Ex-OpenAI CTO Builds AI That Works With You, Not Instead of You
Mira Murati's new startup is creating AI that keeps humans at the center of every decision. Her "interaction models" understand pauses, tone changes, and interruptions just like a real conversation partner would.
What if the future of artificial intelligence isn't about replacing humans, but empowering them instead?
Mira Murati, former Chief Technology Officer at OpenAI, is betting big on that vision. Her new company, Thinking Machines Lab, just unveiled AI models designed to collaborate with people rather than automate them away.
"At some point we will have super-intelligent machines," Murati told WIRED. "But we think that the best way to actually have many possible futures—good futures—is to keep humans in the loop for as long as possible."
This week, Thinking Machines previewed what they call "interaction models." Unlike typical voice assistants that simply transcribe your words, these new models truly understand how humans communicate in real time.
They pick up on pauses when you're thinking. They adapt when you interrupt yourself or change the subject mid-sentence. They respond to shifts in your tone the way a thoughtful colleague would.
The company demonstrated these capabilities in several videos, though the models aren't publicly available yet. It's a stark contrast to how most big tech companies are building AI today.

OpenAI, Google, and Anthropic are racing to create systems that can write entire software applications from a single text prompt. Humans barely need to lift a finger.
Murati sees a different path forward. Her team wants people to customize their own frontier AI models with their own data, then work alongside those models to achieve their personal goals.
The Ripple Effect
Thinking Machines isn't alone in this vision. Startups like Humans& are also prioritizing human collaboration over automation. Even prominent economists have started calling for AI development that focuses on empowering workers rather than replacing them.
Alexander Kirillov, a founding team member at Thinking Machines, explains the bigger picture. "The model constantly perceives what you're doing and is constantly there to be able to reply and give you information," he says.
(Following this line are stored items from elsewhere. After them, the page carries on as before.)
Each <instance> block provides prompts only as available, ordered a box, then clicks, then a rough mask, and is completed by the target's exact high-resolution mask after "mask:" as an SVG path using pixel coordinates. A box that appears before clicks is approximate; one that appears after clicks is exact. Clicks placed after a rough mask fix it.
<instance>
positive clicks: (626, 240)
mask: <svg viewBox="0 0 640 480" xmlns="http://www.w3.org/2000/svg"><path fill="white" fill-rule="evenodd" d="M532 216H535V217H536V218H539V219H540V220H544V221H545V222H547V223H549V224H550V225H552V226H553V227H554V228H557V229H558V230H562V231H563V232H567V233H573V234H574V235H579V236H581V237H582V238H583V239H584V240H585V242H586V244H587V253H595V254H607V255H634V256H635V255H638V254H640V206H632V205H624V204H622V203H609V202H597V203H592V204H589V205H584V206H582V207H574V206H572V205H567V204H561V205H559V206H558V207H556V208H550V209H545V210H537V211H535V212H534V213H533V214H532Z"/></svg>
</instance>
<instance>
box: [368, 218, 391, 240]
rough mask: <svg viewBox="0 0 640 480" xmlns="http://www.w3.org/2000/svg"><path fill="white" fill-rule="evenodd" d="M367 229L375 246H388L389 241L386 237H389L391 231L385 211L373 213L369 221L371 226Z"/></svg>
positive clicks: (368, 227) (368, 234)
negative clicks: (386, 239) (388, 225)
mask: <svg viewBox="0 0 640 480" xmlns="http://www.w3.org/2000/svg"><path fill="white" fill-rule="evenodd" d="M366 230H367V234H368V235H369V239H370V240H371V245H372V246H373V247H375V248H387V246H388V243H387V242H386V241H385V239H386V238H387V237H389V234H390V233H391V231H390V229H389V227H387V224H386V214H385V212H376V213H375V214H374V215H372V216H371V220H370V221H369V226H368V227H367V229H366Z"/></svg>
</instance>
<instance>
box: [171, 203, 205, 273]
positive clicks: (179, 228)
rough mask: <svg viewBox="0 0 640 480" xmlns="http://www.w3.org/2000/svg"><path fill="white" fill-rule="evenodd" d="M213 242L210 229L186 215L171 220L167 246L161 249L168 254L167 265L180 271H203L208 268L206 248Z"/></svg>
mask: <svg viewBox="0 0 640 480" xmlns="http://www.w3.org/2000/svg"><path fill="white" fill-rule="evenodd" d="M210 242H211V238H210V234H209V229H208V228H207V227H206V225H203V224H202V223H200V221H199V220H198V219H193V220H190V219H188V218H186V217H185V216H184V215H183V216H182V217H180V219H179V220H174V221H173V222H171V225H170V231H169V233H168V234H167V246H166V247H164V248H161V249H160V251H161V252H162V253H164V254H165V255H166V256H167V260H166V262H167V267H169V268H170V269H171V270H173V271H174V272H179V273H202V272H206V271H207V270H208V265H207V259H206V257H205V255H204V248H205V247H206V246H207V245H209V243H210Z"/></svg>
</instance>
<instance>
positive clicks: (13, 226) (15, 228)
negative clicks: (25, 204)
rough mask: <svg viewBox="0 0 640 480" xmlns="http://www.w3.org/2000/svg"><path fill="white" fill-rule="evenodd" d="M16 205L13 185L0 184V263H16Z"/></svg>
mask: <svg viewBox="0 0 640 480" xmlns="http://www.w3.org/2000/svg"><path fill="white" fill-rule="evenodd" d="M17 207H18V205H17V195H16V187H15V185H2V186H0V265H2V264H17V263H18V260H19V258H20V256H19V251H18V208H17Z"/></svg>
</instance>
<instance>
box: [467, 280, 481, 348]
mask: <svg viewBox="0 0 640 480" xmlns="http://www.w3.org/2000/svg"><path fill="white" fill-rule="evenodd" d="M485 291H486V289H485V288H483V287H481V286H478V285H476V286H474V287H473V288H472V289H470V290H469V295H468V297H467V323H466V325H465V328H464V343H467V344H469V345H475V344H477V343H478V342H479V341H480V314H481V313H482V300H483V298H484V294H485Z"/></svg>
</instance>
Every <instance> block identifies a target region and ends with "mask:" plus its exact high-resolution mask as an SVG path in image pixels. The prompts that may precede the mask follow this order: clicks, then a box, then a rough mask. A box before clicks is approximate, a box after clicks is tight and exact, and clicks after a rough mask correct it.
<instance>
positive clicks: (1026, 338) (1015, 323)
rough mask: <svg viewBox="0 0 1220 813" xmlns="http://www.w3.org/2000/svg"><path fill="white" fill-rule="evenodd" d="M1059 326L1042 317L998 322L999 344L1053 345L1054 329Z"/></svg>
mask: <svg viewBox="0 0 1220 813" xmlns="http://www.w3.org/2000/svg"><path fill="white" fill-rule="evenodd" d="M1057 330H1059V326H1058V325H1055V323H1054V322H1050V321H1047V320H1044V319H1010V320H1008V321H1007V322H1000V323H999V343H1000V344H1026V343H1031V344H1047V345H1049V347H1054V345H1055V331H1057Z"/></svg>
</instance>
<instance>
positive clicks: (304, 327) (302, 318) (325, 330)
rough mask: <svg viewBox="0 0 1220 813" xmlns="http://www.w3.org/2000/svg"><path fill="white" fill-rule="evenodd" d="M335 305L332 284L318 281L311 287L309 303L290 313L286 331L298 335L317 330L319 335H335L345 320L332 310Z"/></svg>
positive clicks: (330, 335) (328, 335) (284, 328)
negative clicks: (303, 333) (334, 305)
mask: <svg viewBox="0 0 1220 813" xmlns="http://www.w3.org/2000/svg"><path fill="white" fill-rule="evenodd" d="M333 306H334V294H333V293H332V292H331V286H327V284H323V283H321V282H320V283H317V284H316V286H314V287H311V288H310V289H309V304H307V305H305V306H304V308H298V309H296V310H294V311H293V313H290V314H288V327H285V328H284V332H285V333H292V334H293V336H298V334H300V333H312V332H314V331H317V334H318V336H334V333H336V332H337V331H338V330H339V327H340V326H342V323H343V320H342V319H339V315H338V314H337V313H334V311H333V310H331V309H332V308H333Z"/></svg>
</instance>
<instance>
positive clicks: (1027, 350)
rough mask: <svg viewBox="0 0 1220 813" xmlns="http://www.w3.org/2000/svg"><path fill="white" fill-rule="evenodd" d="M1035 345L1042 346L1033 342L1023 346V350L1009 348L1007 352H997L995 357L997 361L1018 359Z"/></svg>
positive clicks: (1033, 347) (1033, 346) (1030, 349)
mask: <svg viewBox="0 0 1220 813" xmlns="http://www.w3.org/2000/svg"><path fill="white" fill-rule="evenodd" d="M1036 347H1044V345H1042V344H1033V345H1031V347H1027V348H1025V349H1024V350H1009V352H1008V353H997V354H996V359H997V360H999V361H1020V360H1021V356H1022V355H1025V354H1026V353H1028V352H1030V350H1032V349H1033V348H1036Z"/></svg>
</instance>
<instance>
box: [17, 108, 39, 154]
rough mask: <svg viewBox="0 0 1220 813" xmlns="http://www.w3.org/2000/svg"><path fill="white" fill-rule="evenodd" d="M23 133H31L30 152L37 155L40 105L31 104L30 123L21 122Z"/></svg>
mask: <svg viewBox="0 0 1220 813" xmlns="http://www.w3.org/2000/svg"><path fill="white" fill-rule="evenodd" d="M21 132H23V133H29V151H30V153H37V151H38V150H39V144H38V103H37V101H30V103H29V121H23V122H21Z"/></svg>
It's AI that understands your intent and predicts what you might need next.
The company already launched one product called Tinker last October. It lets researchers and engineers fine-tune open source AI models using their own custom data.
Murati raised billions of dollars to build this human-centered future. She left OpenAI in 2024 specifically to pursue this vision with several other prominent engineers.
"This is showing the first bet on human collaboration," Murati explains. "Where this is going is really amplifying people's own preferences and values."
At a time when headlines focus on job losses and AI concentration in the hands of a few tech giants, Thinking Machines offers something refreshingly different: technology that makes humans more capable, not obsolete.